Insured Californians usually see the bill for their monthly healthcare premium or the amount deducted from their paycheck to pay for medical insurance. However, they rarely see the $6,500 bill for just the cost of the hospital room where they stayed, or the $2,500 for the colonoscopy or even the $150 a month for their allergy medication.
Yet, these are the numbers that really matter in determining the price for medical insurance premiums because the costs of health care – the hospital, doctors, prescription drugs and other medical bills – on average make up 87 percent of the premium price. And those costs are rising faster than inflation.
For instance, the price of a colonoscopy – a test physicians say we should have after age 50 – has tripled in price in the last three years. The average price of hospital care in California increased nearly 40 percent in five years. And national spending on prescription drugs has more than doubled in the past decade.
With the Assembly and Senate health committees set to examine these rising costs at a hearing on Tuesday, it is important to understand California health insurance premiums, which essentially serve as a funnel. Payments to hospitals and physicians, medicine, medical equipment, lab and test fees, care coordination, disease management programs, claims processing and many other costs pour into the top of the funnel. All of those costs blend together and out of the bottom comes one dollar figure – your health insurance premium.
As the cost of the ingredients going into the top of the funnel increases, health insurance gets more expensive.
Not all ingredients are equal. As it should be, medical costs account for the lion’s share of the premium dollar: 87 cents.
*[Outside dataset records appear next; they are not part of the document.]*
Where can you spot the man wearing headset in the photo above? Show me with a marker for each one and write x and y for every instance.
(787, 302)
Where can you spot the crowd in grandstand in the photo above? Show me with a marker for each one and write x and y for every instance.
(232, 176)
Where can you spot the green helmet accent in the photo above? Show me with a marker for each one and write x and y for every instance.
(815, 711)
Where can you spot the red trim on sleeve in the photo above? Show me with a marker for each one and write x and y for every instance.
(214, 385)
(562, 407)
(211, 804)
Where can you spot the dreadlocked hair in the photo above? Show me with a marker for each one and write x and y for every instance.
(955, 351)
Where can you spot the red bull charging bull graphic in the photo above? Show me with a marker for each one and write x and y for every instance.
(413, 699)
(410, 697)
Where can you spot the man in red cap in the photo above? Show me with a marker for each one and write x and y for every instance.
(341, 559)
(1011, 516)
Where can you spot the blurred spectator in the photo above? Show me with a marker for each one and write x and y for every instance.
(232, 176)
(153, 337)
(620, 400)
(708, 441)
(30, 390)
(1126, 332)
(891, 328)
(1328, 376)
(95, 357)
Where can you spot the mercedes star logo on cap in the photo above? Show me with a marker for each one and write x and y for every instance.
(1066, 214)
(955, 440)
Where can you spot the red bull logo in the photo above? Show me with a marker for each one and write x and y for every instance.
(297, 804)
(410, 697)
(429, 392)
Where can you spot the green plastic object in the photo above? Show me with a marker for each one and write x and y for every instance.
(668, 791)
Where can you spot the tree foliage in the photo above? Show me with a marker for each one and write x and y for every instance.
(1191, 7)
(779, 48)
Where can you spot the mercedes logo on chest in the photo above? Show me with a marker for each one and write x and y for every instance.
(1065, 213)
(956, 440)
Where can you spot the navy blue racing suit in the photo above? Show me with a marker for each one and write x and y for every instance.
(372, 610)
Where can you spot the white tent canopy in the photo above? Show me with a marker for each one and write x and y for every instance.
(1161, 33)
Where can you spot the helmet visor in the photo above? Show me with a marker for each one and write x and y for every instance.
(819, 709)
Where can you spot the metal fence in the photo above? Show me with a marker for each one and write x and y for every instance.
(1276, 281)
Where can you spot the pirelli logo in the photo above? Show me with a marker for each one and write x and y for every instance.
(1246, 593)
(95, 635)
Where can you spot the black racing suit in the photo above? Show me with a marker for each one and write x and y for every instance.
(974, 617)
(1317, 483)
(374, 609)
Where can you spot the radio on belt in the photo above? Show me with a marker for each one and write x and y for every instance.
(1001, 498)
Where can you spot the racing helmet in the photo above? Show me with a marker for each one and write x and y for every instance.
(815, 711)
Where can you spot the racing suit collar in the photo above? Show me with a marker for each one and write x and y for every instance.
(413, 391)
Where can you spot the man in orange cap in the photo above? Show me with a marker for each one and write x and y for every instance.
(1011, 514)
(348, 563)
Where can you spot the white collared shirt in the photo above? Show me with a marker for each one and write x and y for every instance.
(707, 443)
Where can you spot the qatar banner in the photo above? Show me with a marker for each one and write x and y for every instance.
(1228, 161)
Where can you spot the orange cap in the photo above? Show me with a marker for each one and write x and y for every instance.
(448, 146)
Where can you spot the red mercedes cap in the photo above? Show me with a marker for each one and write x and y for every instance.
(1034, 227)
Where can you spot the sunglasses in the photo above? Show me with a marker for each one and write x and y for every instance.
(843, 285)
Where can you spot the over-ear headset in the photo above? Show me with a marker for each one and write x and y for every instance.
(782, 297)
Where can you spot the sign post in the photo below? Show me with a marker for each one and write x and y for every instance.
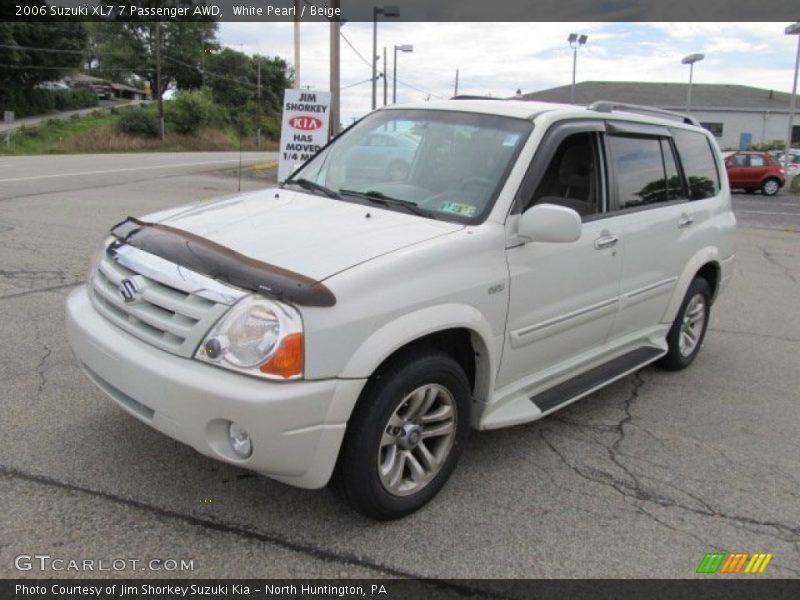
(304, 129)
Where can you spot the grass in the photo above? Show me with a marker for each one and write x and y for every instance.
(98, 133)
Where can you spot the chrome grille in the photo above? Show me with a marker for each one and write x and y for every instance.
(169, 307)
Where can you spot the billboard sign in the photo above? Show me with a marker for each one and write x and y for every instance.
(304, 129)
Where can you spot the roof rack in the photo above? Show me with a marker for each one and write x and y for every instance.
(608, 106)
(468, 97)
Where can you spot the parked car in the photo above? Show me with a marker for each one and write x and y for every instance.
(333, 326)
(382, 154)
(752, 171)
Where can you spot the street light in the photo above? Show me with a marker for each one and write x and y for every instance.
(386, 11)
(690, 60)
(792, 30)
(575, 42)
(402, 48)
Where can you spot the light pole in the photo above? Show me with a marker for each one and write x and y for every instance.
(792, 30)
(402, 48)
(690, 60)
(575, 42)
(386, 11)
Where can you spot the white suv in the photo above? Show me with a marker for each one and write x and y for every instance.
(487, 264)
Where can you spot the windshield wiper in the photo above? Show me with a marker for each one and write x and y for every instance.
(314, 187)
(377, 197)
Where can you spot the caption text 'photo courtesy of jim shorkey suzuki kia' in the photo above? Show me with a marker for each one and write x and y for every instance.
(440, 267)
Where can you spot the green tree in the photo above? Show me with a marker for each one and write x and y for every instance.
(130, 49)
(32, 52)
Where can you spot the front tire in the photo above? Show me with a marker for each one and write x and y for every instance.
(405, 435)
(770, 187)
(686, 335)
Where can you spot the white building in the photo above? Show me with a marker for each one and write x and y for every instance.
(740, 116)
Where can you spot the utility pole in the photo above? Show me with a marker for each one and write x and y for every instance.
(158, 81)
(335, 62)
(297, 44)
(384, 75)
(258, 107)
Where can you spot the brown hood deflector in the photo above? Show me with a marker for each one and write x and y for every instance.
(223, 264)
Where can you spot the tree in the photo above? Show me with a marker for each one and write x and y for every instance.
(39, 52)
(233, 78)
(129, 49)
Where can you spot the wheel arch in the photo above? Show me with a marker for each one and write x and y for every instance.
(706, 264)
(459, 330)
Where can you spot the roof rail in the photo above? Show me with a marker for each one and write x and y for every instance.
(609, 106)
(468, 97)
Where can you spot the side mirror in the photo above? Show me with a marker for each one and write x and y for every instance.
(550, 223)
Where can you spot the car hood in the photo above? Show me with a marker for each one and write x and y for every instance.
(311, 235)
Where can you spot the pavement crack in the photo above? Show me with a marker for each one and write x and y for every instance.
(770, 257)
(246, 532)
(753, 334)
(631, 486)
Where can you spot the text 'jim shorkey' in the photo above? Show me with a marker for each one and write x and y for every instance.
(735, 562)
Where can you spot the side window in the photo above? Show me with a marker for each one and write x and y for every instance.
(674, 183)
(698, 162)
(639, 168)
(571, 178)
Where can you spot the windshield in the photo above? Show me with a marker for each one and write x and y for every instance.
(440, 164)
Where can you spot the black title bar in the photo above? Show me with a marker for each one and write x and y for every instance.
(409, 10)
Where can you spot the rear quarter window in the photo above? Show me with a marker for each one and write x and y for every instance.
(699, 163)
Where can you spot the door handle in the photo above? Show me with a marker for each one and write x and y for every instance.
(607, 241)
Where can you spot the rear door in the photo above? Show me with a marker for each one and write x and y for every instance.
(736, 166)
(650, 201)
(758, 168)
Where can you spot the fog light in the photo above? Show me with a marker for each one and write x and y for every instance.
(240, 441)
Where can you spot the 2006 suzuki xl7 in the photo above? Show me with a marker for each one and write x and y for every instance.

Ten cents are spent on health plan advice nurses, chronic care, disease management, prevention programs, health information technology, administration and three cents go toward profits.
While health plan administrative costs decreased steadily over the past decade, other medical costs have spiked. The federal government reported that, in 2009, hospital, doctor and drug costs, along with a declining economy, led to the largest growth in healthcare spending since the government began tracking this data 50 years ago. Medical costs are increasing across the board – from routine office visits to appendectomies.
Prices on medical devices and testing are significant. A CT abdominal scan, for example, can cost anywhere between $750 and $1,600. And physicians are using these types of tests more than ever. The number of CT scans performed in emergency rooms across the country increased five-fold, from 2.7 million to 16.2 million, between 1995 and 2007.
In addition, the number of people using medical services is on the rise. As the baby boomer generation ages, the need for healthcare grows.
Hospitals are a major component of the healthcare spending equation. Hospitals experience the same challenges as physicians in terms of rising costs, but also face increased emergency room usage. The only healthcare option for many uninsured low-income residents is to use hospital emergency rooms. Hospitals aren’t compensated for medical services provided to the uninsured and are underpaid for treating patients on government health care programs.
The only way they can make up for those losses is to charge the insured higher prices. This drives up the cost of private insurance by about $1,100 a year for a family. And when patients visit an emergency room for non-urgent conditions, it costs more than four times the cost of a retail clinic for the same procedure or treatment.
As the cost of providing services increases, so do insurance premiums. The only way to shrink the impact on consumers is to bring down the rising cost of medical services.
Health plans are doing their part to lower costs and will continue to do so. The plans are working to minimize administrative costs, for example, streamlining paperwork requirements with doctors’ offices. Health plans also offer critical initiatives to help improve the health of members and lower costs. For instance, health plans offer chronic disease management to help people manage or improve conditions, such as diabetes.
The entire healthcare industry – physicians, hospitals, pharmaceutical companies, medical device companies and health plans – need to work with policymakers to decrease the cost of care. We need to advance evidence-based medicine, promote preventative care, increase efficiency in healthcare administration, reduce medical errors and work to eliminate unnecessary testing and treatments.
With healthcare costs rising so rapidly, the conversation needs to begin with the prices charged long before Californians receive their premium bills or see the deduction for health insurance on their paycheck. Change must focus on the underlying cost of hospitalization, doctors’ care, prescription drugs and all the other ingredients that make up 87 cents out of every $1 in premium prices.